Multi-direction vibration isolation via transverse isotropy control of metal rubber

Abstract

Abstract Metal rubber (MR) is widely used for vibration isolation due to its high damping and designable stiffness, but the isolation efficiency is relatively low in the non-molding direction due to its transverse isotropy. In this paper, the transverse isotropy of MR is controlled by design of manufacturing parameters (wire diameter, spiral diameter and compression ratio), material parameter (relative density) and geometric structure, to improve the isolation efficiency in the non-molding direction. Firstly, the helix unit was adopted to establish the relation between the transverse isotropy of MR material and manufacturing parameters, and manufacturing parameters were designed to control the transverse isotropy of MR material. Next, based on parametric modeling and genetic algorithm, material parameters and geometric structure were optimized to control the transverse isotropy of MR isolator.

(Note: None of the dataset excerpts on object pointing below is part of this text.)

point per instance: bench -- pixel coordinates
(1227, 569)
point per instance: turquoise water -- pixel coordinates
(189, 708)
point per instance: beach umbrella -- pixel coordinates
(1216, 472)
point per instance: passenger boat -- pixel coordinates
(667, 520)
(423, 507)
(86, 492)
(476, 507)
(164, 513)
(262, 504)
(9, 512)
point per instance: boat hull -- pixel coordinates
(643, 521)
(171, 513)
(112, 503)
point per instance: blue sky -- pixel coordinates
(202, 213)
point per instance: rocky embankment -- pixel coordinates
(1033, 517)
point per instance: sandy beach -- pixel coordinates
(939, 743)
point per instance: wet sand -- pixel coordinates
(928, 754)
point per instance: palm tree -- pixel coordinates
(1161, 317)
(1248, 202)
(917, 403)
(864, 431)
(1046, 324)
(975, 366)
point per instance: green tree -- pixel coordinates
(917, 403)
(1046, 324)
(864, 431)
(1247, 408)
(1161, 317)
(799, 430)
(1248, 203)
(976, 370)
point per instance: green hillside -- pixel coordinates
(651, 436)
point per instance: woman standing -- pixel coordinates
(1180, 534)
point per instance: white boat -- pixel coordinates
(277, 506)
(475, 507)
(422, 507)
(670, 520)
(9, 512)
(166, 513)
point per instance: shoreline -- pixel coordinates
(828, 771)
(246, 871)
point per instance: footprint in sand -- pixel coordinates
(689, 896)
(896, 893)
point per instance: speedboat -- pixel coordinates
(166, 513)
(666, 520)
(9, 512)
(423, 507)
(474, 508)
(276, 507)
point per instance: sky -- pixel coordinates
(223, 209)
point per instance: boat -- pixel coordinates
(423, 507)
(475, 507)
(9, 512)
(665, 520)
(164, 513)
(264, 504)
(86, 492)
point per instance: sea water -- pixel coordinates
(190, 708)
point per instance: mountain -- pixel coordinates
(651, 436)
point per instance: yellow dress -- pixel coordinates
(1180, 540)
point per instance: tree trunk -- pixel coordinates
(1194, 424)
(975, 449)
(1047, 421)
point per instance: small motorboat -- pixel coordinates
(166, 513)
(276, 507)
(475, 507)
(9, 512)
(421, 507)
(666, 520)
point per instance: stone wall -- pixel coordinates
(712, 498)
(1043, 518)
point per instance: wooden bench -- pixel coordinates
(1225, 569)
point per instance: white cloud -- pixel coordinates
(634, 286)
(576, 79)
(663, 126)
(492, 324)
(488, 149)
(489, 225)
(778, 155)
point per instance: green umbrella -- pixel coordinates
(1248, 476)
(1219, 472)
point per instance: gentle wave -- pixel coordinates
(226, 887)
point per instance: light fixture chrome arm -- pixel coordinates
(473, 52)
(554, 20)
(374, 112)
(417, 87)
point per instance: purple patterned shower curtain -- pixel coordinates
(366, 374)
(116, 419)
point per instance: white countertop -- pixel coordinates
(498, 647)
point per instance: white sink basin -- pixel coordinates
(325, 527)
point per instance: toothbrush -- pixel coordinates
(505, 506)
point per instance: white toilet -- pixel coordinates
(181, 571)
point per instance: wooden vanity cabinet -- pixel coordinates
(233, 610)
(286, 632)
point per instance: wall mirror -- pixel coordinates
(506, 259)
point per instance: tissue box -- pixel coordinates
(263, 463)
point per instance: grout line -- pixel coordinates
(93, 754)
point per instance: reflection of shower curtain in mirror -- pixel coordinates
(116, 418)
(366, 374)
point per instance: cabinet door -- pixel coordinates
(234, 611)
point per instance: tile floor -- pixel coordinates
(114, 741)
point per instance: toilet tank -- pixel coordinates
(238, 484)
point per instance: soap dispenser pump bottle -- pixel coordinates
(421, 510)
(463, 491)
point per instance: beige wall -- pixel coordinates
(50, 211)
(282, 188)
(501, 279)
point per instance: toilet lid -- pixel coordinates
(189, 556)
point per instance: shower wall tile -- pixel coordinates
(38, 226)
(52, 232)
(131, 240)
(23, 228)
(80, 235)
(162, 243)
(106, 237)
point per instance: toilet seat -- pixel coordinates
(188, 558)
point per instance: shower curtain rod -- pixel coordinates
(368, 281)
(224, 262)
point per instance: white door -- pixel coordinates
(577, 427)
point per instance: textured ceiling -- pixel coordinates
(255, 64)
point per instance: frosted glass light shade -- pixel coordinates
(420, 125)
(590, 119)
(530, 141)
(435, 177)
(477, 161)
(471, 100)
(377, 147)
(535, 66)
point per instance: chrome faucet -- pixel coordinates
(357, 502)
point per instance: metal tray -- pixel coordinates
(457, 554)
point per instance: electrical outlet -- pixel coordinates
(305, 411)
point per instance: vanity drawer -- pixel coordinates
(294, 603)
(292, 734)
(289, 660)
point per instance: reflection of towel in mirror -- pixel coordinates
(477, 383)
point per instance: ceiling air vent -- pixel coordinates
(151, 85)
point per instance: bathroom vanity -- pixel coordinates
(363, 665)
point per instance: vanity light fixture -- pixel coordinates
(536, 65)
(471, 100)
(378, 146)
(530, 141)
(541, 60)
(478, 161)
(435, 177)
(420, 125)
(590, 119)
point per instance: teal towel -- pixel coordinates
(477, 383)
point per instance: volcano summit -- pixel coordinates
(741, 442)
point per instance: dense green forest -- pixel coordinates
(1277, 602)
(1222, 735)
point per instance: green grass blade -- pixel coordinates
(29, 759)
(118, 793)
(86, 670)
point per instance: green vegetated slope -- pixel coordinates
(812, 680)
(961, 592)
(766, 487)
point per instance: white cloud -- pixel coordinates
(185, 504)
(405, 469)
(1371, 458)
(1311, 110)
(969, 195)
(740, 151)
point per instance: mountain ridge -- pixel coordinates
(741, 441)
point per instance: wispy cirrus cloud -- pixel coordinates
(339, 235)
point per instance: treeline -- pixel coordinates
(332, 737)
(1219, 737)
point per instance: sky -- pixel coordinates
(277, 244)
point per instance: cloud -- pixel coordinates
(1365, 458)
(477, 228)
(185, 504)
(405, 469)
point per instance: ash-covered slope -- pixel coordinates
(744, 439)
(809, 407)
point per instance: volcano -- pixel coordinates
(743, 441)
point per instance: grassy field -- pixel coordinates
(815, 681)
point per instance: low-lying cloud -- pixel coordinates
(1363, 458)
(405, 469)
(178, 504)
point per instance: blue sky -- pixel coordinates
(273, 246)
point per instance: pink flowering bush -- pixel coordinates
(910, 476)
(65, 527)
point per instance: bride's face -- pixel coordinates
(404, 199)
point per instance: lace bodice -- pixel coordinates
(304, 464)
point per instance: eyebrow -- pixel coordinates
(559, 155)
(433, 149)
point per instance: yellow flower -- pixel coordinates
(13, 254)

Finally, the transverse isotropy of the designed MR isolator was tested by quasi-static experiments, and multi-direction vibration isolation performance was verified by random vibration experiments. It is demonstrated that the transverse isotropy is controlled efficiently, and the vibration isolation efficiencies of the proposed MR isolator are all up to 85% under 15-2000Hz broadband random vibration in X, Y and Z directions.